- Born: Jacobina Kemp 1876 Bellahouston, Glasgow
- Died: 1966 (aged 89–90) Eastbourne, England
- Education: Academie Julian
- Known for: Painting

= Jeka Kemp =

British artist (1876–1966)

Jacobina Kemp (1876–1966), known as Jeka Kemp, was a Scottish artist who was known for her woodcut and watercolour paintings of European landscapes and street scenes.

==Biography==
Kemp was born in the Bellahouston district of Glasgow and appears to have been largely self-taught as an artist but may have taken lessons in London before spending 1903 and 1904 in Paris where she attended the Academie Julian. After leaving Paris, Kemp travelled widely and spent time in the Netherlands, Italy and north Africa. She showed some landscape paintings of France at a group show in Glasgow in 1907 and subsequently exhibited with the Glasgow Society of Lady Artists, the Royal Glasgow Institute of the Fine Arts and the Royal Scottish Academy. She often painted figures on beaches and interior scenes bathed in light, particularly from the south of France. From 1912 to 1914 Kemp had a number of solo exhibitions at Macindoe's Gallery in Glasgow and also exhibited with the Société Nationale des Beaux-Arts in Paris from 1912 with a number of her works being purchased by the French government.

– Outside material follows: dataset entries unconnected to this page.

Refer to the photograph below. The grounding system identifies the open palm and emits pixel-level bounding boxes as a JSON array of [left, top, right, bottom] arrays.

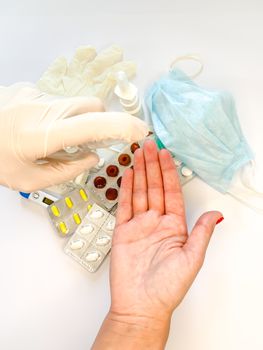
[[111, 141, 222, 317]]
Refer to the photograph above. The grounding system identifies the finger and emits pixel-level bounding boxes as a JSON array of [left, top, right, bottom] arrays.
[[92, 62, 136, 101], [44, 112, 149, 154], [84, 46, 123, 80], [159, 149, 185, 222], [143, 140, 164, 215], [15, 153, 99, 192], [94, 61, 136, 84], [116, 169, 133, 225], [184, 211, 223, 267], [132, 149, 148, 215], [45, 96, 105, 122]]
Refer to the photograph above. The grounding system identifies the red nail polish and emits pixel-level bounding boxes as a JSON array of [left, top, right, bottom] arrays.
[[216, 216, 224, 225]]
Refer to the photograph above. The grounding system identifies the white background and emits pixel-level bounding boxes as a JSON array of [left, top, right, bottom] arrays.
[[0, 0, 263, 350]]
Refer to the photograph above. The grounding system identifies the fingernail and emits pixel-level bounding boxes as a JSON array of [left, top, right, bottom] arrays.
[[216, 216, 224, 225]]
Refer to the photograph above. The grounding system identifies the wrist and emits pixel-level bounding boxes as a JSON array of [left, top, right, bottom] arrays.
[[92, 310, 171, 350]]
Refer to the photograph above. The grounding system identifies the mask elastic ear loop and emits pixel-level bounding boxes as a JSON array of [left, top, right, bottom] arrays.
[[170, 54, 204, 79]]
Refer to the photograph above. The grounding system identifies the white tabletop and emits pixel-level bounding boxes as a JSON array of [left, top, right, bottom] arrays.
[[0, 0, 263, 350]]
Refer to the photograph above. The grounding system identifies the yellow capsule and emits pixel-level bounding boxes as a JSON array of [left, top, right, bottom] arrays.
[[73, 213, 81, 225], [51, 205, 60, 216], [79, 188, 89, 202], [58, 221, 68, 235], [65, 197, 73, 208]]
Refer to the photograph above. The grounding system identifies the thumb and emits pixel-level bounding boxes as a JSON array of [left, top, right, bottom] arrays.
[[21, 152, 99, 192], [185, 211, 224, 265]]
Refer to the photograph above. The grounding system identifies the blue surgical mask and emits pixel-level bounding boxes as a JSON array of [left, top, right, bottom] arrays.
[[146, 69, 253, 193]]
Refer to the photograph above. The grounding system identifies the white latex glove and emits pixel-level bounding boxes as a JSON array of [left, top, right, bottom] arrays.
[[0, 84, 148, 192], [37, 46, 136, 100]]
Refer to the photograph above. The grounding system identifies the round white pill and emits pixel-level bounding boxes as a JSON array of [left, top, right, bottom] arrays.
[[85, 251, 100, 262], [106, 220, 115, 231], [70, 239, 85, 250], [96, 236, 111, 246], [79, 224, 94, 234], [174, 158, 182, 166], [181, 166, 193, 177], [90, 210, 104, 219]]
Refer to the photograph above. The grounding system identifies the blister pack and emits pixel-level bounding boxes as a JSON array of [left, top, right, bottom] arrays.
[[173, 158, 195, 186], [48, 187, 94, 237], [87, 142, 195, 210], [64, 204, 115, 272]]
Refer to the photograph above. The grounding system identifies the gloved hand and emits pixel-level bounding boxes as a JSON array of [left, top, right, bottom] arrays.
[[37, 46, 136, 100], [0, 84, 149, 192]]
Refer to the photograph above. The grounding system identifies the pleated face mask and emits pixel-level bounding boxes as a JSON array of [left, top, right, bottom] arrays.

Kemp worked in Paris hospitals as a nurse-masseuse throughout World War I. After the war she remained in France and had solo exhibitions at the Marcel Bernheim Gallery in Paris and at Warneuke's in Glasgow and also at the Galerie de la Libraire de la Presse in Nantes in 1922. Kemp gave up painting around 1927 and remained in France until 1939 when she returned to Britain to live with her sisters in Dorset and later Eastbourne. Retrospective exhibitions of her paintings in 1977 revived interest in Kemp.